Since Three Mile Island, perhaps a million Americans have died from coal power, mostly from cancer and heart disease from particulates, but this number includes between 50,000 and 100,000 coal miners. This does not include health and environmental effects (all very serious) of ozone, mercury and other heavy metals, or the carbon. Coal causes acid rain, unhealthy for plants and animals, not to mention agriculture.

In approximately a decade, we will reach a level of atmospheric carbon somewhat arbitrarily called dangerous– at that point, it is thought, there is a 20% chance of triggering abrupt climate change (am not sure about the 20%, it’s how I read the explanation in Meeting the Challenge). Our per capita carbon emissions from coal are approximately the same as the total per capita carbon emissions of countries such as Portugal and France. US per capita carbon emissions are almost 6 tonnes of carbon; without nuclear power, this would go up perhaps another 3/4 tonne.
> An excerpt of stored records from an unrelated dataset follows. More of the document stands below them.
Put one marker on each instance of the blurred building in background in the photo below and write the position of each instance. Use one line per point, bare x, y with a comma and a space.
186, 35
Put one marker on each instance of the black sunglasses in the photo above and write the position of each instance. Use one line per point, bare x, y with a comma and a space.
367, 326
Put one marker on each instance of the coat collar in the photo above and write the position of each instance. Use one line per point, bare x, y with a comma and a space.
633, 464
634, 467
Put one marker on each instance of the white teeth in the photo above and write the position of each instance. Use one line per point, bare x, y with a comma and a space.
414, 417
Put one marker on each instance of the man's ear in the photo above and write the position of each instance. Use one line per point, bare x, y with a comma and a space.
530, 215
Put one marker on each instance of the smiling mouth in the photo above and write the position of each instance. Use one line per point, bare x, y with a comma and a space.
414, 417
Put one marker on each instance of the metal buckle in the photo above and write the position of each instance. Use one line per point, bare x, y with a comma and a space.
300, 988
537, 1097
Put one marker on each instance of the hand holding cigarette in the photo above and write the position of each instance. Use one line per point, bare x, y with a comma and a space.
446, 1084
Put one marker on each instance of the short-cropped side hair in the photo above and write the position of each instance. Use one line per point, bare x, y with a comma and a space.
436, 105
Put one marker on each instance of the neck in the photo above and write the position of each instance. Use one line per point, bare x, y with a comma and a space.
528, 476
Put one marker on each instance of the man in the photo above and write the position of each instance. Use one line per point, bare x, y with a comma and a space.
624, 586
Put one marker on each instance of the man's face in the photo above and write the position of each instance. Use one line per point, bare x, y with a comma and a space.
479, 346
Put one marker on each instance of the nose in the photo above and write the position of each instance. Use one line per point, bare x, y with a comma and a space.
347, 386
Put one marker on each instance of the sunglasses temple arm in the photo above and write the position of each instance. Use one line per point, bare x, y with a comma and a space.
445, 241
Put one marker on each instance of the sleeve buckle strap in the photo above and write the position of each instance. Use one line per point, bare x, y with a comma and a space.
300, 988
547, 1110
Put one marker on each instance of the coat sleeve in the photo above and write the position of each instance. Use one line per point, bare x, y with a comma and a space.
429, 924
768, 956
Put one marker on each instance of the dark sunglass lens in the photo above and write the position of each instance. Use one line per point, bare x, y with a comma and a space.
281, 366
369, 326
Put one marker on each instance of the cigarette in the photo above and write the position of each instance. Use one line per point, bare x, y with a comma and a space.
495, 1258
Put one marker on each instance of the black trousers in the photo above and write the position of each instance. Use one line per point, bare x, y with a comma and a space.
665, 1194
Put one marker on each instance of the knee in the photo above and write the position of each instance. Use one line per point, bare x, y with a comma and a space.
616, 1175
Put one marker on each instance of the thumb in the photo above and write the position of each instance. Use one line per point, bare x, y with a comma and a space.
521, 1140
To stabilize atmospheric carbon levels at a low level, we need to reduce per capita emissions below a quarter tonne or so rapidly, and then zero it out from there.

Climate change, even without abrupt climate change, is affecting patterns of rainfall and drought. In some areas of the world, a drought means choosing which child dies. It may mean having no control over the number of children who die.

Yes, the thinking of the people in energy policy is dichotomous: pretty much everything vs coal. Should coal ever be eliminated as a fuel, then the thinking will be pretty much everything vs natural gas (if there is any natural gas left).

For the first year or two or three of my interest in the environment, effects on people were my major focus, along with the increased chances of war because of environmental changes. I only became interested in the environment itself later.

Coal kills. It kills tens of thousands annually in the US, it kills hundreds of thousands annually all over the world. And more people will die from the carbon.

As someone who grew up lower class, I am acutely aware of how rarely members of the middle and upper class mention coal miner deaths, and the deaths due to pollution that disproportionately harm the lower class. A million Americans have died from coal power since TMI.

I will return in future posts to dispassionate explanations of the issues. I will hide my lower class origins.